Restorating the Creature to Her Creator
This understanding of the person is key to grasping the cosmological meaning of the Incarnation as well as Christian sacraments. Far from being an abstract reality, God makes his life accessible to us as one of us through the Incarnation of his Son, which has revealed history and “time [as] but the mysterious transit in which the created freedoms” – that is, humankind and the angels* – “signify their consent to the uncreated liberty, in a process of Love calling love.” (231) Through his entrance into history, the God of Love calls all of his creation back into himself by giving us himself: his own life, his history, his language – all characterized by Triune love. According to Ratzinger, the Christian sacraments thus provide for the human person, “in the midst of her insurmountable connection with history and precisely through it”,
a liberating union with God’s eternal love, which has fit itself into this horizontal dimension and thereby has broken into his prison: the chain of the horizontal that binds man has become in Christ the guide rope of salvation that pulls us to the shore of God’s eternity. (Ratzinger, 164)
Through our reception of the sacraments, Christ’s history becomes our own. In my own life, the sacraments have often been presented as a kind of medicinal magic that heals the ailments of our souls and allows us to purportedly achieve some “best version” of ourselves as hard-working, thoughtful members of American society. While there is some truth to this, it seems to overlook the fact that the sacraments – wherein we unite with God – are that very thing for which we are made – that is, God’s own life!
The Christian Sacraments and the Singing Cosmos
Therefore, in the sacraments, the human creature is not healed for healing’s sake, with the “magic medicine” of divine grace, so that she may go and live an Americanized ideal of the “good life.” Rather, she is healed precisely by her encounter in the sacraments with the one for whom she and all of creation is made. In the Church’s celebration and reception of the Eucharist, humanity discovers, as Bouyer writes, “that the Lamb sacrificed even before the creation of the world was the principle of that entire creation” (Cosmos, 189). Through her union with God in the sacraments, humankind weaves the threads of her historically-bound life into the fabric of God, which he made available to her in and through Christ’s life.

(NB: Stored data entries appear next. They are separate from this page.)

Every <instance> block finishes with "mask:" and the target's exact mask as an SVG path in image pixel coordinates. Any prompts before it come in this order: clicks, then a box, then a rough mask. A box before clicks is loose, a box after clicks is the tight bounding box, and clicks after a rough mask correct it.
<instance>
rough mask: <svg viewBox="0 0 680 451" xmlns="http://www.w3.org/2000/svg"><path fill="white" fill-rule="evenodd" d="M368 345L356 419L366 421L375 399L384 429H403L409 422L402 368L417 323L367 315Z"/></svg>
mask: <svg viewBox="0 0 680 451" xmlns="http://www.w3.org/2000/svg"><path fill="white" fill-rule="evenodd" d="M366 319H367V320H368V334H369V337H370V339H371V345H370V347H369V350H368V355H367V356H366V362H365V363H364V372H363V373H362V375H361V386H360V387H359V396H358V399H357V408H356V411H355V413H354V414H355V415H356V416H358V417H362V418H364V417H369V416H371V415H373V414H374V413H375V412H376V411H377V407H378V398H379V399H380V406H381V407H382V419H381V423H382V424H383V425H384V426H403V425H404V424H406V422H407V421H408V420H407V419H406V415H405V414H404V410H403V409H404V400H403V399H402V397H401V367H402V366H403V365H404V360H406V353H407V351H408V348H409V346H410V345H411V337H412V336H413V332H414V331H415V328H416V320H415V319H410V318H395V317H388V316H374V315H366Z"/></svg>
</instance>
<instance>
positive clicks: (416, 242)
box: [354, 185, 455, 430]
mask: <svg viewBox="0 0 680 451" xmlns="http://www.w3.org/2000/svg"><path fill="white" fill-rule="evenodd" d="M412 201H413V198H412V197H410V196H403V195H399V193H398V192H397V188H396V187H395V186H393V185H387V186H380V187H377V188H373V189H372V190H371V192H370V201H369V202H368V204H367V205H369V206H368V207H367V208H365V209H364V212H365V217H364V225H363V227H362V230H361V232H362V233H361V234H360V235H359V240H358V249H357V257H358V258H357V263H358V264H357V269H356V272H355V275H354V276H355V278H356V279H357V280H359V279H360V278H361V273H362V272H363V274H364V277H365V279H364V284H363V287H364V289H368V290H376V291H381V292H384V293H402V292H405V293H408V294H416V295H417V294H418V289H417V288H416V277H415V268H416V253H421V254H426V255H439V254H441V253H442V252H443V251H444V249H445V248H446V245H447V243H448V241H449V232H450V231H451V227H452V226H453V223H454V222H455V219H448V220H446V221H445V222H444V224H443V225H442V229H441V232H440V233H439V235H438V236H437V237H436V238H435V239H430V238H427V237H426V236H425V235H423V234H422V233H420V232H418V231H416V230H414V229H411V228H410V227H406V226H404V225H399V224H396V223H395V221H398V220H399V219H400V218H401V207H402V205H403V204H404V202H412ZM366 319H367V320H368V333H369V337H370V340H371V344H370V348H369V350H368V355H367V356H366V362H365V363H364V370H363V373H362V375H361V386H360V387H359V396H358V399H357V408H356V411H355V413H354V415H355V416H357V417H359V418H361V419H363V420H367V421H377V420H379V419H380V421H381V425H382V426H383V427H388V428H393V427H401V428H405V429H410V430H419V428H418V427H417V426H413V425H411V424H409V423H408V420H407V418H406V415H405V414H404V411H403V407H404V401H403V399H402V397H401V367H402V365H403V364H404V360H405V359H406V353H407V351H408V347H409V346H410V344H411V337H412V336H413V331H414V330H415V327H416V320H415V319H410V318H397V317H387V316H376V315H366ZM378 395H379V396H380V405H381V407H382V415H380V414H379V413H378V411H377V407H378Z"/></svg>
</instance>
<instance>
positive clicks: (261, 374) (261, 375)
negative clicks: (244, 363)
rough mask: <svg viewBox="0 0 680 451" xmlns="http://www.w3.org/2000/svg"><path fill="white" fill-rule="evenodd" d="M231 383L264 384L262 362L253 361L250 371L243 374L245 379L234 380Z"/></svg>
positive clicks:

In this way, the sacraments are not just religious rites that Christians perform to anesthetize themselves from the harsh realities of human existence; rather, the sacraments are a return of the created order (which includes those harsh realities) back to God the Father. Through this process of restoration, the created universe rediscovers its original form, and Bouyer articulates the nature of that form beautifully: “from the first moment of its existence, the created universe is forever a single chorus praising God, freely answering the eternal Word, who is the expression of the Father himself” (196). Even though “dissonance has crept in”, our world remains fundamentally “a harmonious and unanimous chorus” (206). It is thus, the task of humanity to use her freedom to receive creation as this song of God’s and to “sing” in harmony with it by uniting herself to the One who has gifted it to her in the gift of the sacraments.
* the angels – which Bouyer gives a fantastic treatment of, which we unfortunately will not get to here!